D'autre part le mot tem (donne, prends, regarde) dont j'ai parlé est depuis deux mois tombé en désuétude ; elle ne le dit plus, et je ne vois pas qu'elle l'ait remplacé par un autre. La cause en est sans doute que nous n'avons pas voulu l'apprendre ; il ne correspondait à aucune de nos idées, parce qu'il en réunissait trois fort distinctes ; nous ne nous en sommes pas servi avec elle ; par suite elle a cessé de s'en servir.

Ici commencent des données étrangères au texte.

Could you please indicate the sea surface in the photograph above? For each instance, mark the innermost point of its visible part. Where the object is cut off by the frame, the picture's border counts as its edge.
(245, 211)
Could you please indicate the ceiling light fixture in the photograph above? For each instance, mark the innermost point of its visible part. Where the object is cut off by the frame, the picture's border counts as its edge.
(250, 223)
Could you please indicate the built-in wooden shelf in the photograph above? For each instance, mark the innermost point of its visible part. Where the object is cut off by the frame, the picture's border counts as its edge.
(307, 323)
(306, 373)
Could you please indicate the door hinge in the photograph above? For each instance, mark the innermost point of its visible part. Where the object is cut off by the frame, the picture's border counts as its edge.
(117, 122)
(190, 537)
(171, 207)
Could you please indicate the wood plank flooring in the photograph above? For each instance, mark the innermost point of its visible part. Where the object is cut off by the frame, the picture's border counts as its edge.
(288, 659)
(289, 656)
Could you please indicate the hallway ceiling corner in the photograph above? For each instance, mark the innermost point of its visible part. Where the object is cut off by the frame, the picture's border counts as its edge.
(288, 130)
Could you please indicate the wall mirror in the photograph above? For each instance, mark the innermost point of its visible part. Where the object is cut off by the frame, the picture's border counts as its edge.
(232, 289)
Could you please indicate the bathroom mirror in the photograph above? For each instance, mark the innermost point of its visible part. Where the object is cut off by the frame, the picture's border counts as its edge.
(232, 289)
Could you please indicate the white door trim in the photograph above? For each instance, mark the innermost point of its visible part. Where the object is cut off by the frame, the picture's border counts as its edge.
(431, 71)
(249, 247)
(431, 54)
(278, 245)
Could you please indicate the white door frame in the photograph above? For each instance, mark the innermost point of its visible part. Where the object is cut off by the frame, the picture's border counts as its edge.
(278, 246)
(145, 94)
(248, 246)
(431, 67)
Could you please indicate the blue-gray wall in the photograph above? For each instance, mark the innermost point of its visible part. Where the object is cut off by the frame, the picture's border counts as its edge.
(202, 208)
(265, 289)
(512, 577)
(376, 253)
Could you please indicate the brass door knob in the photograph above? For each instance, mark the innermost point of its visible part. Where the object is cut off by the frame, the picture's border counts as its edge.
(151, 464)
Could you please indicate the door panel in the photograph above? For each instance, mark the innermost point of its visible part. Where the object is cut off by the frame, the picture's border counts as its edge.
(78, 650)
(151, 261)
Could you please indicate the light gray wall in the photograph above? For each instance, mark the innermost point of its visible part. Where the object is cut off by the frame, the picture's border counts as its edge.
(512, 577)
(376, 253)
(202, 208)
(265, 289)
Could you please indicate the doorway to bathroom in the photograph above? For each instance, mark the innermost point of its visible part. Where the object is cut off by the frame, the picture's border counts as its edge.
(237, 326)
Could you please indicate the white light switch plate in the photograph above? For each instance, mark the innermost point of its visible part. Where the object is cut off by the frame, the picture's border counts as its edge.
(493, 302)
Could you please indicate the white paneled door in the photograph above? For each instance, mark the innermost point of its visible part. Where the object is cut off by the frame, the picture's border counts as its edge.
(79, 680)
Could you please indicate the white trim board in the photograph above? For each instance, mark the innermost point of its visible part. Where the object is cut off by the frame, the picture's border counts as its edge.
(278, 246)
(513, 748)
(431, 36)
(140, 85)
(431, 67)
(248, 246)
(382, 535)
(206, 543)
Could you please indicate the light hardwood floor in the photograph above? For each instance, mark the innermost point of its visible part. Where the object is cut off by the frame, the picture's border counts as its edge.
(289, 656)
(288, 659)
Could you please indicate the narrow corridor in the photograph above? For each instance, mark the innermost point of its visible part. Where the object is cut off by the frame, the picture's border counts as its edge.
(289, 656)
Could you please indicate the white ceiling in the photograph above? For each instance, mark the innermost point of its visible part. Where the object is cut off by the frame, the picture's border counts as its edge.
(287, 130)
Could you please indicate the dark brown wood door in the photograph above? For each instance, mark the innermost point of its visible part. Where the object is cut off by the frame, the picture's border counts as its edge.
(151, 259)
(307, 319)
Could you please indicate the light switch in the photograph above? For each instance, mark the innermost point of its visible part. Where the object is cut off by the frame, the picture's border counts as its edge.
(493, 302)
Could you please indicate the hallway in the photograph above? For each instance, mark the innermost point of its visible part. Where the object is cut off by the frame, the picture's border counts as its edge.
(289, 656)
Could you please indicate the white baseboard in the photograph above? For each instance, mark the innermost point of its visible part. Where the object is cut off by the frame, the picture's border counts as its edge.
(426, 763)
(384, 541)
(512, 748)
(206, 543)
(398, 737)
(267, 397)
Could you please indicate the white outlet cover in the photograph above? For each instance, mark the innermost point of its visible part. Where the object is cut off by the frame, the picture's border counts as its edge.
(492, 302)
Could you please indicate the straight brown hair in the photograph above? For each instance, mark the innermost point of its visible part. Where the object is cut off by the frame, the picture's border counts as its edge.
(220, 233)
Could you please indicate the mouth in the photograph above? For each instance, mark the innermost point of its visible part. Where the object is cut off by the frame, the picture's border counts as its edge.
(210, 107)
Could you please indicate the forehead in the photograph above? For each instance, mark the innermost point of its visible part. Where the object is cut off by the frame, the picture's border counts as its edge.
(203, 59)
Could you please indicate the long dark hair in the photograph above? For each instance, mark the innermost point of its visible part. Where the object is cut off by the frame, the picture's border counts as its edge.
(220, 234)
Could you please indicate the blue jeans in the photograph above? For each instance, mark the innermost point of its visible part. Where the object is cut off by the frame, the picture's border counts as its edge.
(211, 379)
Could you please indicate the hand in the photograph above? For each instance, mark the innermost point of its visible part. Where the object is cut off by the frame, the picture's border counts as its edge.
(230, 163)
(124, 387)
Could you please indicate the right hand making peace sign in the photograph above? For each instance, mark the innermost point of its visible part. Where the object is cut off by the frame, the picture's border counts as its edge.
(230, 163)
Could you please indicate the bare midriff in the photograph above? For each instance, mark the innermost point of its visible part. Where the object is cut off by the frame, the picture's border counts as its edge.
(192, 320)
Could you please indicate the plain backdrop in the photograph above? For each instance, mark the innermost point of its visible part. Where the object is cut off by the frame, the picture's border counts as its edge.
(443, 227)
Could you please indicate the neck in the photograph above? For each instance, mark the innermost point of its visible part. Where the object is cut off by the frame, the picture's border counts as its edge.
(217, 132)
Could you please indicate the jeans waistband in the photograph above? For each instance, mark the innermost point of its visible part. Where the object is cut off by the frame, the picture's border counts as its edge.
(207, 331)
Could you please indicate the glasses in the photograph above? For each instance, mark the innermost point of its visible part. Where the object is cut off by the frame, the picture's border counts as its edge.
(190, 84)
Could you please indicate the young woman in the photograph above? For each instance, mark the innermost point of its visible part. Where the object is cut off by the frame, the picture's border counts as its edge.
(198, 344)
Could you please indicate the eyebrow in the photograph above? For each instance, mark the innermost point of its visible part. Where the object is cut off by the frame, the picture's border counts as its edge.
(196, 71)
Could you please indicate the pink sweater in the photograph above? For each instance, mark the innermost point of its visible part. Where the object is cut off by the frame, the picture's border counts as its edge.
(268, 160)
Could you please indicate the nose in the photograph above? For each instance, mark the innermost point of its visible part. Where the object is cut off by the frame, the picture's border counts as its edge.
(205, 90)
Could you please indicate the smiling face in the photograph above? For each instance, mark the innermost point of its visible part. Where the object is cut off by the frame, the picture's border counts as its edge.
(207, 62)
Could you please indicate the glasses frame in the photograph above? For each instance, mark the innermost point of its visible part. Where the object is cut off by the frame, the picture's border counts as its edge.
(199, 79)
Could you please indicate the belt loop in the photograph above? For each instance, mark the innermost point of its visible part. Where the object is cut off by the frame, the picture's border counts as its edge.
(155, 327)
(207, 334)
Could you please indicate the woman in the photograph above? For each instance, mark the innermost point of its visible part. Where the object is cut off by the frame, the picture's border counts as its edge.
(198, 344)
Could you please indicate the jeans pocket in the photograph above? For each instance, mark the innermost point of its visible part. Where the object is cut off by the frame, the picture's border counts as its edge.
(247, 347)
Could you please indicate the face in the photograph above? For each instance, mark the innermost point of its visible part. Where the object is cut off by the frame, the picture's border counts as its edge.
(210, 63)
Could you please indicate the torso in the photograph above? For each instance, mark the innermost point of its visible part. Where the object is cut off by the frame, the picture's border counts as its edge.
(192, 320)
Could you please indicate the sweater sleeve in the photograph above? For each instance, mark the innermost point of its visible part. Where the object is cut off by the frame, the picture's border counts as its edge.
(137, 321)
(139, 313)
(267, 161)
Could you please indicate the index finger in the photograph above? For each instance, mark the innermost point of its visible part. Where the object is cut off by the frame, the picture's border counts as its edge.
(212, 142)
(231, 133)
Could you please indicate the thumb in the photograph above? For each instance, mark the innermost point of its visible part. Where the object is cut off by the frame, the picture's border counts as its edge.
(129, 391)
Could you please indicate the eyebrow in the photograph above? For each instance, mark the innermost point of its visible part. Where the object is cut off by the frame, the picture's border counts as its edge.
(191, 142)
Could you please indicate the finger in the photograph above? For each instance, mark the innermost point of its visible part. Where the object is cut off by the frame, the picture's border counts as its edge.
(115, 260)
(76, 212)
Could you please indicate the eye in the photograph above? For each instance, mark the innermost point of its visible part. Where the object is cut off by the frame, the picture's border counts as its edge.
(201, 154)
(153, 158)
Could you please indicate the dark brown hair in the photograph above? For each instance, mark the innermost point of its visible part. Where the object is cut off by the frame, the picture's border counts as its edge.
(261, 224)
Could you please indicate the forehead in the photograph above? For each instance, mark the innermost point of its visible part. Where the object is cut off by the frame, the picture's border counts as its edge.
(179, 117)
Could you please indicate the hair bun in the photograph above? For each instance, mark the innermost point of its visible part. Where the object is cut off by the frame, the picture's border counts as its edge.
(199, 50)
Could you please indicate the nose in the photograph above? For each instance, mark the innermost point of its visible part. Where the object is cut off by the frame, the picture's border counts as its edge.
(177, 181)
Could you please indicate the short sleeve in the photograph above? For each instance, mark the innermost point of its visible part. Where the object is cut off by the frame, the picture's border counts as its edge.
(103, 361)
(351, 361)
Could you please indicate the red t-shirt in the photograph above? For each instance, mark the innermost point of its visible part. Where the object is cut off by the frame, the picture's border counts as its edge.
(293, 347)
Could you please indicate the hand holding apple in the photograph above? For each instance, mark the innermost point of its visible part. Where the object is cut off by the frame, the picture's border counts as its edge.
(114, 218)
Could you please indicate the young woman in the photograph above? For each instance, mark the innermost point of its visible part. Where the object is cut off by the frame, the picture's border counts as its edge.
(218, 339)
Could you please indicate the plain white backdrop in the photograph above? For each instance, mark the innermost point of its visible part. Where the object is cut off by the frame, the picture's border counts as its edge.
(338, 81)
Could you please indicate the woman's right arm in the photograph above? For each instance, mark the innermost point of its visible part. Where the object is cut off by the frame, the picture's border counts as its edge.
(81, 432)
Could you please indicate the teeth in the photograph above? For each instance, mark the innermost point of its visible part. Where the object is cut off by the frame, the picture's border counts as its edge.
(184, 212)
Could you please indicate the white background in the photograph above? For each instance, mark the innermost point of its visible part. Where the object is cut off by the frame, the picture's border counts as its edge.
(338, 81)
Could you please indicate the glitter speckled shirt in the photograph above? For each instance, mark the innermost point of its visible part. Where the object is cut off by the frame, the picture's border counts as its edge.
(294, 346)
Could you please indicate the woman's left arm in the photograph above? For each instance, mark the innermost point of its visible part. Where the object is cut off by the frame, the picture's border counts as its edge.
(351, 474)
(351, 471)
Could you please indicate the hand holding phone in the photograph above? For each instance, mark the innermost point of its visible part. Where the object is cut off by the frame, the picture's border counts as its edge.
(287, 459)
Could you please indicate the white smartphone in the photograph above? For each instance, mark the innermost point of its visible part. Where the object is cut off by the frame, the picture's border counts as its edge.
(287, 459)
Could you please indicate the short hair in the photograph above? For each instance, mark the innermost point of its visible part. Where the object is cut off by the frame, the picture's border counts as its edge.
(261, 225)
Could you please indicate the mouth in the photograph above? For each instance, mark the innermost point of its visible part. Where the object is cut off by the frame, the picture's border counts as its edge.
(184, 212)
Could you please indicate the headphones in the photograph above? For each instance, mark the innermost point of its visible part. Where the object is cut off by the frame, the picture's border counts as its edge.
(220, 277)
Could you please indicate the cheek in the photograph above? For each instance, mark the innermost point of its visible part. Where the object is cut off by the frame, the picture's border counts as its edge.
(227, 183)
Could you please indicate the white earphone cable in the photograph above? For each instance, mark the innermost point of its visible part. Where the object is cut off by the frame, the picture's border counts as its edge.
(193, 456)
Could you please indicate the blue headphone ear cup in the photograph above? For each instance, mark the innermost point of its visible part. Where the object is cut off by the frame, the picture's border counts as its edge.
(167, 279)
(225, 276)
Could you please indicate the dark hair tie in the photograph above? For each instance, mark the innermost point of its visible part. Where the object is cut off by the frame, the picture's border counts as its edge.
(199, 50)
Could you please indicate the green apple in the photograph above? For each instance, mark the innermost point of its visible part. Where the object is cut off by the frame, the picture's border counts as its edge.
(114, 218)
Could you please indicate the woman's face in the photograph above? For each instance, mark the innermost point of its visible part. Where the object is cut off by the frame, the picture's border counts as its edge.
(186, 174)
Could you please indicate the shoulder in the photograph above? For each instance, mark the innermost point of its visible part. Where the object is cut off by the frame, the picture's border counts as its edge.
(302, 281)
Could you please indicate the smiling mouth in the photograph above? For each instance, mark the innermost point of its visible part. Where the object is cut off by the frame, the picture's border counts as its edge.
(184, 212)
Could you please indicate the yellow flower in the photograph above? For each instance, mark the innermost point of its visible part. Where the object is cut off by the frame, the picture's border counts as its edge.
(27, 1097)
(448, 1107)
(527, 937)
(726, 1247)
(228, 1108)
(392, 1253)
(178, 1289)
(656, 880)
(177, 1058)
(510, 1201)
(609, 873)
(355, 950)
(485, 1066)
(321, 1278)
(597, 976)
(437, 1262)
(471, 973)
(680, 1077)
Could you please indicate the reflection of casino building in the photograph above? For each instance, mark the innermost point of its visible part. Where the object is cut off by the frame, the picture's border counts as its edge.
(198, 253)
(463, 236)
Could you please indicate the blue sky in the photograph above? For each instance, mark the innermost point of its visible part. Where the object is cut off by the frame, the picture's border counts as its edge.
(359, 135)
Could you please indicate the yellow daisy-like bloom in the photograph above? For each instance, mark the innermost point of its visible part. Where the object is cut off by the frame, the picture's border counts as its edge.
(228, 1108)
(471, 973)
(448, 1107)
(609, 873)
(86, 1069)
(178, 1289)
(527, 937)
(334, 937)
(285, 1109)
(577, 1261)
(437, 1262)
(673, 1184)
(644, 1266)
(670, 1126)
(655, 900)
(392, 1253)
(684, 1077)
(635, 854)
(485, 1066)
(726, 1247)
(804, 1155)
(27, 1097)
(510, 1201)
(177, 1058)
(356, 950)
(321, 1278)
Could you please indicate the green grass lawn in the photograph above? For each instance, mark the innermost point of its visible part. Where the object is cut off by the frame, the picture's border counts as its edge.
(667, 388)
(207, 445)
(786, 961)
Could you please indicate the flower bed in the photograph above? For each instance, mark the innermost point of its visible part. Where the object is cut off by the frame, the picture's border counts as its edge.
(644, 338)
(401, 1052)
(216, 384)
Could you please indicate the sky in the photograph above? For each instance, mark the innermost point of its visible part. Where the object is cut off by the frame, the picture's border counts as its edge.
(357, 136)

Si l'on résume les faits que je viens de raconter, on arrive aux conclusions suivantes ; c'est aux observateurs à les contrôler par des observations faites sur d'autres enfants :
À l'origine l'enfant crie et emploie son organe vocal de la même façon que ses membres, spontanément et par action réflexe. Spontanément et par plaisir d'agir, il exerce ensuite son organe vocal de la même façon que ses membres, et en acquiert l'usage complet par tâtonnement et sélection. — Des sons non articulés, il passe ainsi aux sons articulés. — La variété d'intonations qu'il acquiert, indique chez lui une délicatesse d'impression et une délicatesse d'expression supérieures. — Par cette délicatesse il est capable d'idées générales. — Nous ne faisons que l'aider à les saisir en lui suggérant nos mots. — Il y accroche des idées sur lesquelles nous ne comptions pas et généralise spontanément en dehors et au-delà de nos cadres. Parfois il invente non seulement le sens du mot, mais le mot lui-même. — Plusieurs vocabulaires peuvent se succéder dans son esprit, par l'oblitération d'anciens mots que des nouveaux mots remplacent. — Plusieurs significations peuvent se succéder pour lui autour du même mot qui reste fixe. — Plusieurs mots inventés par lui sont des gestes vocaux naturels. — Au total, il apprend la langue déjà faite, comme un vrai musicien apprend le contrepoint, comme un vrai poète apprend la prosodie ; c'est un génie original qui s'adapte à une forme construite pièce à pièce par une succession de génies originaux ; si elle lui manquait, il la retrouverait peu à peu ou en découvrirait une autre équivalente.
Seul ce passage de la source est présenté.